フランス人も大学ランキングは気になる
Les Echosという新聞が、QS World Universty Rankingという大学ランキングにフランスの大学が35校ランクされ、うち4校が光り輝いているという記事を載せていた。
日本で大学ランキングというとTHEが最も有名だと思うが、それとは別である。
ともあれ、フランス人でも大学ランキングは気にするのだが、どちらかというとフランス人はランキング好きというか、雑誌などの特集では昔から住みたい街ランキングとかバカンス滞在先ランキングとかが溢れていたので、大学ランキングもその例というだけかもしれない。
それで、上記のランキングでフランスの第一位に輝いたのは、PSL(Paris Sciences & Lettres)という教育機関。これはパリ高等師範学校(Ecole Normal Supérieur)やパリ第9大学=パリ・ドフィーヌ大学など、多くの教育機関が集まって2010年に結成された大学連合であり、それ自体がUniversité de recherche Paris Sciences et Lettresという名称を持っている。
日本でも大学間の合従連衡はそれなりに存在するが、たとえて言えば、一橋大学とお茶の水大学と東京科学大学がその他多数の小規模大学も巻き込んで一つの大学連合となったようなものであろうか。
そういう存在なので、その全体を評価するなら、ランキングは多分相当に上るのも宜なるかなではある。
フランスの2位に輝いたのはInstitut polytechnique de Parisであり、3位はUniversité Paris-Saclay、ソルボンヌ大学はその次の4位で、5位にようやくパリ以外のEcole normale supérieure de Lyonが来る。
2位のInstitut Polytechnique de Paris(パリ工科大学) は、エコール・ポリテクニーク(通称X)というフランス革命以来の伝統とトップグランゼコールとの評判を得ている教育機関が、2019年に6つのグランゼコールとともに結成した連合体であり、日本で言えば東海国立大学機構の中の名古屋大学がXという感じであろう。

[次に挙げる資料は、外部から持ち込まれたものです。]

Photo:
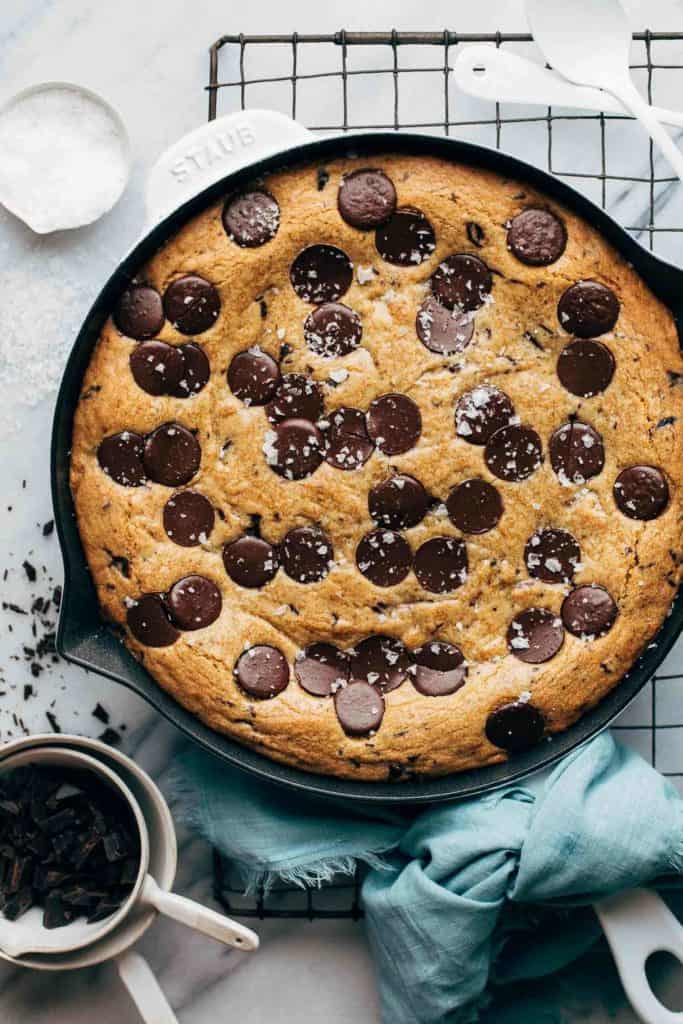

3位のUniversité Paris-Saclayというのも新しく、かつてのパリ第11大学=パリ南部大学を前身とする。そして、多数の高等教育機関が傘下に集まっていて、直接の学部が法学部など5つ、工学系の研究院が3つ、技術系学校が1つ、グランゼコールが4つ、連携大学が2つ、研究組織が7つはいっている。これらのすべてを包括した組織がUniversité Paris-Saclayで、やはりランキングアップに貢献しているであろう。
これに対してソルボンヌ大学も、やはりパリ第4大学と第6大学が合併してできたものだし、6位にいるバリ第1大学=ソルボンヌ・パンテオン大学も、大規模な統合の末できたものではないにしても、多数の研究機関を傘下に持っている。
ということで、フランスの大学ランキング事情から垣間見えるのは、大学・高等教育機関の大規模な合併と大型化によるランクアップであった。